Scam emails like this come in many forms. Examples are:

A) You need to 'verify your wallet or your account will be closed'. This is not true and we have no way of doing this. The links provided will ask you to connect your wallet to a scam website which will steal your funds, or ask you for your 'secret phrase'.

B) Trust Wallet are doing airdrops/giveaways via email. This is not true. The links provided here will ask you to connect to a scam website which will steal your funds.

We do host giveaways for our users, but ONLY on our official social channels.

C) Fake Trust Wallet support. This is the same tactic as the comments on social platforms mentioned above.

Best course of action: Delete these messages and block the sender.

Image 3 - Scam Airdrops on X.

Although some projects do run airdrops, scammers use this to their advantage and create fake versions for users to interact with.

These airdrops pictured are not real and the website links are not for legitimate projects.

However, these posts regularly appear in different forms, trending at the top of new feeds on X (previously Twitter).

Often created by bots, they use a large number of trending hashtags & cashtags (# & $) to appear in the regularly search for topics on the platform. Things like 'Airdrop, BNB, Arbitrum, Doge, Bitcoin' etc.

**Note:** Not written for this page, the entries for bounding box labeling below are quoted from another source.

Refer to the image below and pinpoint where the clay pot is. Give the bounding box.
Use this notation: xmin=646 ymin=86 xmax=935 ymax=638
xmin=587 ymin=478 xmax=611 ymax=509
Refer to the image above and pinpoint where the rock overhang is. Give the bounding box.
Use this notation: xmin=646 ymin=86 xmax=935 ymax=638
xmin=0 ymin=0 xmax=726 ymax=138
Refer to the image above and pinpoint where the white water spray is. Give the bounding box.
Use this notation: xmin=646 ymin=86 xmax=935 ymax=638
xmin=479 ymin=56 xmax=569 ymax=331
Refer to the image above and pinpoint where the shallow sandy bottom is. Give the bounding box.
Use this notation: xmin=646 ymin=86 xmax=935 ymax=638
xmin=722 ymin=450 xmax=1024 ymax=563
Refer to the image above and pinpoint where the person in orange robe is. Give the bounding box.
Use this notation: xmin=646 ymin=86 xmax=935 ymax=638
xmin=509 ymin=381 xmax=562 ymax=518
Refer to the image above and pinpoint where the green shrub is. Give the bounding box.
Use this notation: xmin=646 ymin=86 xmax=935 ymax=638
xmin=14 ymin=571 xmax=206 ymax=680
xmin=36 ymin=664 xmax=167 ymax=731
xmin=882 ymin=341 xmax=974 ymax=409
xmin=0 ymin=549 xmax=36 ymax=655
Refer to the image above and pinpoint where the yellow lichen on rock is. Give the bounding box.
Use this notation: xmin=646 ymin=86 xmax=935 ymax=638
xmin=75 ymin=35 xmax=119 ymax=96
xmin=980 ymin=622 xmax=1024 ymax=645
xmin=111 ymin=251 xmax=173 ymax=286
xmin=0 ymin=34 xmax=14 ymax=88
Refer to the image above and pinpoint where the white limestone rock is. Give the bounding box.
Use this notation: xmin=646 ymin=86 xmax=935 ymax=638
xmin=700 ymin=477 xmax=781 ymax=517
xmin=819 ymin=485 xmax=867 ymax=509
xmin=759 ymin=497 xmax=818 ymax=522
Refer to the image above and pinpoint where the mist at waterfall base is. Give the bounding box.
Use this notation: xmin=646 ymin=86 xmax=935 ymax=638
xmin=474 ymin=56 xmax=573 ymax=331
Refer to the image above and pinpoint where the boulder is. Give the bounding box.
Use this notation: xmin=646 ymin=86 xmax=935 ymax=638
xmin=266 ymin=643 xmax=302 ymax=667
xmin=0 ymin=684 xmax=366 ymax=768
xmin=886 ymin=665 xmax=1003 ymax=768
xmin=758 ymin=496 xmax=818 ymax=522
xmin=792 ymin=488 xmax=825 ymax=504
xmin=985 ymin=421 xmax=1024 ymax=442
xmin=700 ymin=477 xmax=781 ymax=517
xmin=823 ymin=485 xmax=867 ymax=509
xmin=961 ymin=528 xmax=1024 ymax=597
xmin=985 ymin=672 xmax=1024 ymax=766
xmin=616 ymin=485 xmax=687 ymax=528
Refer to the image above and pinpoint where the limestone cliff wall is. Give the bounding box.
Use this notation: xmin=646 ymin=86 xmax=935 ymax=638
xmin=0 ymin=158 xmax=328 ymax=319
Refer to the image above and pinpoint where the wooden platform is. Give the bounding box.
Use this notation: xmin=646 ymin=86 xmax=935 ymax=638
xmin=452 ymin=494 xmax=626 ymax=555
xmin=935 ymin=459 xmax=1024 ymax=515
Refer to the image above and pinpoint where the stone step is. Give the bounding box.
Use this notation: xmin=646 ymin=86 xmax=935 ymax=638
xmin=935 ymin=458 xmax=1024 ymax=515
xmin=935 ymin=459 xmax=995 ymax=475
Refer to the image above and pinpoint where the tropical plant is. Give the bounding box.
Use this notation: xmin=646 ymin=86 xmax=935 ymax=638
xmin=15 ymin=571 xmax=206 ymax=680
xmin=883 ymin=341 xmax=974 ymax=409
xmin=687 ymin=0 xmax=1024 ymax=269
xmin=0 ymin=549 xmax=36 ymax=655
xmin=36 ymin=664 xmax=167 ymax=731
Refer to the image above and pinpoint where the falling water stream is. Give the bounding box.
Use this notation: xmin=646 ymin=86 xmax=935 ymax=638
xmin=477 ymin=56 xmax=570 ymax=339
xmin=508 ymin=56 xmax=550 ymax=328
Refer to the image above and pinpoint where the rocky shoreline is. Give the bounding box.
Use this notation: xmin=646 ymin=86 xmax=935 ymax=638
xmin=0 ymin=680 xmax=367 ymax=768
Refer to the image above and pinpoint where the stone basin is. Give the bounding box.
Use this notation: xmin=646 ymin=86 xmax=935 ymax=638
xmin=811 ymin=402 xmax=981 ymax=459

They then use fake bot profiles to artificially inflate the post's engagement through 'likes' and 'comments', making them appear in the top of your feed.

What you may notice is that they have hundreds of comments, but you cannot comment yourself. This is because they turn off comments except for the profiles they follow (the bot profiles), so people cannot call out the scam.

They often use high-profile NFTs as profile pictures such as BAYC, Azuki, Doodles etc, or use .eth or _eth in their profile names eg; 'b0reddape.eth' to seem more credible. They will often post the same scam post, multiple times to flood the feed.